It was Rosh Hashana at The New Shul, the ceremonial beginning to a new year. Aware of the utter absence of the art of listening in our present political culture, and inspired by the Talmud’s treatment of argumentation in the tales of Hillel and Shammai, two first century sages, who though almost always in opposition, knew, somehow, that each could be right without the other being wrong, we decided to devote this new year to the cultivation of the art of listening. How might we live like Hillel, we asked ourselves, a teacher who always cited the view of his opponent before he expressed his own?
So at mid-service on Rosh Hashana, mellowed by music, words and silence, I heard Rabbi Zach ask me, “Do you and I have any major disagreements?” “No.” I answered. “Oh good -- let’s argue about Israel.” “OK.” “You go first,” he suggested.
Thinking we’d stage a mock debate that would illustrate how one might listen receptively to an objectionable opinion voiced passionately by a friend or colleague, I decided to give Zach a run for his money.
“The State of Israel,” I began, “represents the return of the Jewish people to history and mediates to the world the living meaning of Judaism.” Then zapped by the dark implications of what I’d just said, namely that Israel’s occupation of the West Bank might reveal the real role of “Love your neighbor as yourself,” in living Judaism, I swerved and stopped.
But suddenly, with even greater authority, I asserted, “The Jewish people is the very incarnation of God in the world and it is therefore a religious obligation to work for the survival of the Jews.” “State policy notwithstanding,” I went on, “if there are no Jews there will be no Judaism, and if no Judaism, no God.”
Stunned by the passion of my performance and its wild coherence, we looked at each other, Zach and I. “I do love you,” I said, and we embraced.
My feelings for the State of Israel run deeper than I know.
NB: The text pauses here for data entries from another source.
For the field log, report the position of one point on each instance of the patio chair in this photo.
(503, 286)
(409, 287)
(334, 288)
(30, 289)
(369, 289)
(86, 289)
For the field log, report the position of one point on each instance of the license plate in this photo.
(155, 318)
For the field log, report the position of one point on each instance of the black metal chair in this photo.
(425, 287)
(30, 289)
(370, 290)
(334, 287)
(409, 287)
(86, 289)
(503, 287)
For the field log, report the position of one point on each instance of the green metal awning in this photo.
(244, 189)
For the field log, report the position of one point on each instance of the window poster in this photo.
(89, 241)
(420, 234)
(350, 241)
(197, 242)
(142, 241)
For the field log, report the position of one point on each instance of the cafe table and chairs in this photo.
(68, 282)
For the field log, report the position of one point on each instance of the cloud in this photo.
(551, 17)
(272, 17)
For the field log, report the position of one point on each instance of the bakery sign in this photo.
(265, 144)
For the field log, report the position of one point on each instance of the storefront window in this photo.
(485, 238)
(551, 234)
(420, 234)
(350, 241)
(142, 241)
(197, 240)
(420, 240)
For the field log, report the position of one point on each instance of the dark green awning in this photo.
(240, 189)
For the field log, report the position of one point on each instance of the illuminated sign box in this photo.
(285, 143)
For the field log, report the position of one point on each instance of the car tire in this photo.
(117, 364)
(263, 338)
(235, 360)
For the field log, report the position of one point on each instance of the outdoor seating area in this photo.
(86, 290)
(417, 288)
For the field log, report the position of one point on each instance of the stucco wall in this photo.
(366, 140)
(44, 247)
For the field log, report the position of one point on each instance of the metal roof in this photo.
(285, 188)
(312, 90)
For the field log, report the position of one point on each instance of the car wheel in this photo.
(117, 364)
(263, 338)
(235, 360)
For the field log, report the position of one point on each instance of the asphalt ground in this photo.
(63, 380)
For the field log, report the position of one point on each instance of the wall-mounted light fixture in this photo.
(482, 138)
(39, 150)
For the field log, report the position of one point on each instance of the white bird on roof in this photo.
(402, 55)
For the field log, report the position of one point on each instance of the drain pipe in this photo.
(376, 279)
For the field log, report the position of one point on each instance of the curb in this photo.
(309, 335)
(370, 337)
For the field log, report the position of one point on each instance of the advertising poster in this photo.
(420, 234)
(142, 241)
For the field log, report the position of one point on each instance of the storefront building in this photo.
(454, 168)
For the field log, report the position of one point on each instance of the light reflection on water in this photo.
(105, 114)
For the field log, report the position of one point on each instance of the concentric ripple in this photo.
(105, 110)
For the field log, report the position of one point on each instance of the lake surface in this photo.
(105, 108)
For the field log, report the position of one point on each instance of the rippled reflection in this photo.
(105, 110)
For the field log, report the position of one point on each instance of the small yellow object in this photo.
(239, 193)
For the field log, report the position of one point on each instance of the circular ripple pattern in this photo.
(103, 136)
For it was in Jerusalem in 1969, as a rabbinical student, that I convinced Elana to marry me—no mean task. Four years later she and I returned to Israel, lived on an educational campus not far from Tel Aviv and taught in an American high school program where, with our students, we lived through the Yom Kippur War.
In 1974 I first heard Rabbi David Hartman teach at the Hebrew University in Jerusalem. Captured by his passion and intellect, I stayed with him as student and colleague for the next seven years during which time Elana gave birth to three of our children, ran a day care center, sent me off to serve in the IDF, and lived close to our community of fellow immigrants, friends who’d become family, most of whom still live in Israel.
Put simply, we love the country and loathe its politics. “Now you know how we feel,” many of our dear Israeli friends said to us after the 2016 U.S. presidential election. The clash between state and people is deep, a foundational agony that has shaped our lives both as Americans and Israelis.
Elana and I have received many gifts because of the State of Israel, none more precious than the friends of our youth who remain among our closest, and also the ability we achieved there to speak, read and write Hebrew. That there is today a living Jewish vernacular, spoken by millions, at once rooted in the Torah yet there for you to use when you change diapers, buy a book, order a pizza, or have an argument with a friend—has enabled romantics like us, to feel the presence of God in every aspect of ordinary life. No doubt it helps that we are now visitors to Israel, no longer residents, freed from the drone of day-to-day responsibilities that so easily deafen one to the subtleties of language and the mysteries of life.
Still, even at a distance, the weight of responsibility we carry for the ongoing oppression of the Palestinians—those whom we dispossessed that we, after suffering near annihilation, might repossess our ancient homeland—is unbearable and inescapable. It would be tempting merely to say and believe, “What can you do? It is the way of the world. Suck it up.” But that would entail denying that love and generosity are at the heart of what it is to be Jewish. It would mean living as if friendship and benevolence were to be directed only at fellow Jews, and as if the rules of godless realpolitick apply to Jews as they do to all other players, namely, winner take all.
We simply refuse to go that way. Survival is a necessary condition, not a task. The task of being Jewish is to make gratitude real by living it, to make love real by listening.
But how do we live true to this vision without erasing the opposing view, the one that insists Judaism is a family affair, a religion that requires first and foremost that we attend to the needs of our brothers and sisters, listen to the summons of our martyred ancestors, and join the defense against our common enemies? Are we Jews here for the sake of the world (“For through you will all the families of the world will find blessing,” God says to Abraham.)? Or are we here to be a nation apart, loyal to our ritual laws and customs, waiting for God to save the world?
According to the Talmud it took a voice from heaven to show the way to live inside this dilemma. “Both views are the words of the living God,” the voice said, “But the law goes according to Hillel.” Hillel once summed it up like this: “What is hateful to you do not do to your friend. All the rest is commentary.”
Would that Hillel’s was the final word. But one still must ask, “Who is my friend?” and “Who is my neighbor?” Won’t we always answer these questions differently?
Elana and I feel graced by the opportunity you’ve given us, fellow New Shulers, to begin and live this new year with you as friends.
With Big Love, Shabbat Shalom, Shannah Tovah!